If that this be our last meeting, good faith! let
it be a merry one! I know not, for my part, what
ails ye all.”
“Are you mad? or know you not
that Volturcius is a prisoner, and our letters in
the hands of the consul? They will kill us ere
noon.”
“Then they must make haste,
Caius. It is noon already. But, cheer thee
up, be not so much afraid, my brave Cethegus they
dare not slay us.”
“Dare not?”
“For their own lives, they dare
not!” But as he spoke, raising his voice to
its highest pitch, the curtains which closed the other
end of the Tablinum were suddenly drawn back, and
Cicero appeared, clad in his consular robes, and with
his ivory staff in his hand. Antonius his colleague
stood in the intercolumniation, with all the lictors
at his back, and many knights in their appropriate
tunics, but with military cloaks above them in place
of the peaceful toga, and with their swords girded
by their sides.
“Praetor,” said Cicero
in a dignified but serene voice, with no show of taunting
or of triumph over his fallen enemy. “The
Senate is assembled in the temple of Concord.
The Fathers wait but for your coming. Give me
your hand that I may conduct you thither.”
“My hand, consul? Not as
a friend's, I trust,” said the undaunted Traitor.
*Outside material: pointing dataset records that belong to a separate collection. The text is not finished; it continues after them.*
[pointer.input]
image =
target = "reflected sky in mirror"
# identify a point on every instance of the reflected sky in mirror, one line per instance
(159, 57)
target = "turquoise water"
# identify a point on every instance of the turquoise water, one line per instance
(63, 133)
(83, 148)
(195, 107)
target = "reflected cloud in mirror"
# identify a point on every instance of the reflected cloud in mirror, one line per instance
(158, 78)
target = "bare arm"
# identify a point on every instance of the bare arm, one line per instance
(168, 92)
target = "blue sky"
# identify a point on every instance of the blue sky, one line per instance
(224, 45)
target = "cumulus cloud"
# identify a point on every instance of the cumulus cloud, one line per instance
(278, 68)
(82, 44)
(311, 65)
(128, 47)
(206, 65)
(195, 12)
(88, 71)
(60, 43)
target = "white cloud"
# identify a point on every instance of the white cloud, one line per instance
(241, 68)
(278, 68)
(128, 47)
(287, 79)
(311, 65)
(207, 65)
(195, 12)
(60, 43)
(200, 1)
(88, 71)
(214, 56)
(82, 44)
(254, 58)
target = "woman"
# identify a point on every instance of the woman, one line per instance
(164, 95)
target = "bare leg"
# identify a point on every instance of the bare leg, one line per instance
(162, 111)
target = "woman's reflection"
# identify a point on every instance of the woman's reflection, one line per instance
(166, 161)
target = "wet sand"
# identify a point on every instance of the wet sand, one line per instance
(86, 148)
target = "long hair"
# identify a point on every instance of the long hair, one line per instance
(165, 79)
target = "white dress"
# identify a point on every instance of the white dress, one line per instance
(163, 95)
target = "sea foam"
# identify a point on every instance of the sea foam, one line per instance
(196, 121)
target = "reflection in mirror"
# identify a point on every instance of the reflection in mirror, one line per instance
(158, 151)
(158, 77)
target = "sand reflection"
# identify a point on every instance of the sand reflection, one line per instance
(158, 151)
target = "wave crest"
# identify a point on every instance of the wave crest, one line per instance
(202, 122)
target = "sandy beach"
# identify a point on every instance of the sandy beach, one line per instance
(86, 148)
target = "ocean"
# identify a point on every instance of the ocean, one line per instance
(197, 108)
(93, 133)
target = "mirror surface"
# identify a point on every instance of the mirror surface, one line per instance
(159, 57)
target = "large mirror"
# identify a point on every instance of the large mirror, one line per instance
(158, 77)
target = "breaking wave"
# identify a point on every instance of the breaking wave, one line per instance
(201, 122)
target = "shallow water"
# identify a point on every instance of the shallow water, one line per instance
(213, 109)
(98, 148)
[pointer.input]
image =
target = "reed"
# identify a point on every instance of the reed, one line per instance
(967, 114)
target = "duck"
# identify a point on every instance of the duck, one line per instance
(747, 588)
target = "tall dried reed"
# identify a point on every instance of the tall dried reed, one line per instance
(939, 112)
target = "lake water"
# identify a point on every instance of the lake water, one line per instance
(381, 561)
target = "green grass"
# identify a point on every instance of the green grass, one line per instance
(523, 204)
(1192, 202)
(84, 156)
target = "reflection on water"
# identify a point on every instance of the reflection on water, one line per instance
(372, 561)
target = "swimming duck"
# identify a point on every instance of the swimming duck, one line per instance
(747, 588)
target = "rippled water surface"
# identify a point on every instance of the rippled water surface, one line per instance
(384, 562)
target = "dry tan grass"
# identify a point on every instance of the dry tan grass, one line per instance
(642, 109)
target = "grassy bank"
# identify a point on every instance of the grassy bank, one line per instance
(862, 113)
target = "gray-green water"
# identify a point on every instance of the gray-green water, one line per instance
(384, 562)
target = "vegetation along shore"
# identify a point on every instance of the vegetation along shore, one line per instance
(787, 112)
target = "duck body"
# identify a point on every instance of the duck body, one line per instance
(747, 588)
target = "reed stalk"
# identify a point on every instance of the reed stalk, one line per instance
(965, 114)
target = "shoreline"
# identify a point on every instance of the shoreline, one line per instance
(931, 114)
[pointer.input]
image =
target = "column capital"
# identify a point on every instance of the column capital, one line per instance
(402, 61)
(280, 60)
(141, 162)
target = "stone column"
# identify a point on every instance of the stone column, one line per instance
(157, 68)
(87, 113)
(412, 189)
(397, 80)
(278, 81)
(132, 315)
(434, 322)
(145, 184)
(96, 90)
“As a magistrate's, Cornelius
Lentulus,” replied Cicero severely, “whose
hand, even if guilty, may not be polluted by an inferior's
grasp.”
“As a magistrate's you have it, consul.
We go?”
“To the shrine of Concord!
Antonius, my noble colleague, let us begone.
Senators, follow us; escape you cannot, if you would;
and I would spare you the disgrace of chains.”
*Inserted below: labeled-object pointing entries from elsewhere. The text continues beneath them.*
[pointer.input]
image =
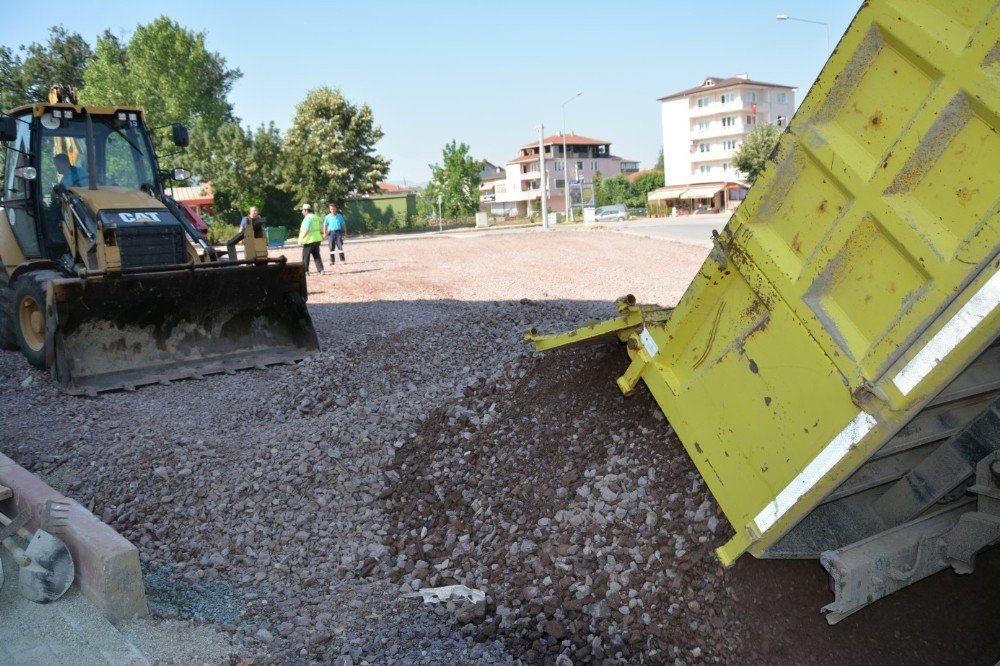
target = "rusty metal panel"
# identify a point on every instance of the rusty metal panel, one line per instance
(860, 274)
(857, 280)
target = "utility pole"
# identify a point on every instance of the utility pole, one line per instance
(569, 210)
(826, 27)
(541, 164)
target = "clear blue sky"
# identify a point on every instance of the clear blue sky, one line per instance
(482, 73)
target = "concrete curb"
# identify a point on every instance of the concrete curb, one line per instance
(107, 564)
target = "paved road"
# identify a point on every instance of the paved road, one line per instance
(696, 230)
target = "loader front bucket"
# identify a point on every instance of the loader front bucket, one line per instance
(125, 330)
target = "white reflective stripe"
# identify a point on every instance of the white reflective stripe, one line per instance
(649, 343)
(820, 466)
(945, 341)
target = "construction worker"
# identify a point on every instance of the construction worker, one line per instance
(335, 228)
(310, 237)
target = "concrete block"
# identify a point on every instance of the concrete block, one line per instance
(107, 564)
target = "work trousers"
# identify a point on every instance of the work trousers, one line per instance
(337, 243)
(312, 250)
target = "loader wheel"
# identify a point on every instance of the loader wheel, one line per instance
(29, 318)
(8, 339)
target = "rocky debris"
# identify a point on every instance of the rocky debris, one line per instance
(586, 524)
(258, 501)
(427, 445)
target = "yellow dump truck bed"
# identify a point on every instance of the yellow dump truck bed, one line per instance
(856, 283)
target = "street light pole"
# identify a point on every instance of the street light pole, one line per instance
(569, 210)
(541, 164)
(826, 26)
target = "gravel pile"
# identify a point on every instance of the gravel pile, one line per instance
(577, 512)
(258, 501)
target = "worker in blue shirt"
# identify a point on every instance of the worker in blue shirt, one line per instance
(335, 228)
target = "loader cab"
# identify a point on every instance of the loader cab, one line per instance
(49, 148)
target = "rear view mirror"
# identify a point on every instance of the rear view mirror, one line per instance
(8, 128)
(180, 136)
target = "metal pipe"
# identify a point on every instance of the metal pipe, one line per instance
(541, 162)
(569, 210)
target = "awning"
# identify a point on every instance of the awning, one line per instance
(705, 192)
(663, 193)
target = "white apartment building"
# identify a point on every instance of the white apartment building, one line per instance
(702, 129)
(520, 191)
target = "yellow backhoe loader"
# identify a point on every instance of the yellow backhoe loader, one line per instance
(105, 280)
(834, 368)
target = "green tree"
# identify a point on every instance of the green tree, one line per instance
(643, 184)
(166, 70)
(26, 77)
(330, 149)
(244, 168)
(755, 149)
(456, 180)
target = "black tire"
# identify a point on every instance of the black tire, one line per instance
(8, 340)
(29, 316)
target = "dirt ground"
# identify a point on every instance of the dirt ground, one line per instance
(428, 445)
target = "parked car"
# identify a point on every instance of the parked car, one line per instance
(614, 212)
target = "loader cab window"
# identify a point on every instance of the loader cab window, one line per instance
(122, 152)
(18, 155)
(17, 191)
(122, 158)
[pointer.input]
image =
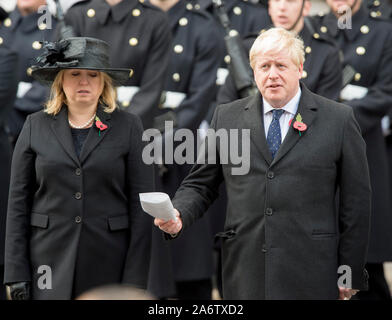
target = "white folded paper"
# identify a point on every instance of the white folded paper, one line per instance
(23, 87)
(158, 205)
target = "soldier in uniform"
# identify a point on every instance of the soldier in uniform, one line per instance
(8, 85)
(195, 54)
(139, 38)
(22, 33)
(322, 72)
(367, 47)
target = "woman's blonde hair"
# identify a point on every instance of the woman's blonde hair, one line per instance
(57, 96)
(277, 40)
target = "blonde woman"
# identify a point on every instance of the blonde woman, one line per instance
(74, 220)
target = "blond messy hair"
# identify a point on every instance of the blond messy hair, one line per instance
(277, 40)
(57, 96)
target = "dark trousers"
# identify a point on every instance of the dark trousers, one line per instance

“We follow, Cicero,” answered
Cethegus in a hollow voice, and casting his eyes with
a wild and haggard expression on Gabinius, he added
in a whisper, “to our death!”
“Be it so!” replied the
other. “One can but die once; and if his
time be come, as well now as hereafter. I fear
not death now, when I see it face to face. I
think, I have heard thee say the same.”
“He spoke,” answered Statilius,
with a bitter and sarcastic laugh, “of the death
of others then. Would God, he then had
met his own! So should we now have been
innocent and fearless!”
“I at least, if not innocent, am fearless.”
And watched on every side by the knights,
and followed by the lictors, two behind each, the
ringleaders of the plot, all save Caeparius who had
fled, and Catiline who was in open arms, an outlaw
and proclaimed enemy of his country the ringleaders
were led away to trial.
The fate of Rome hung on the firmness of their judges.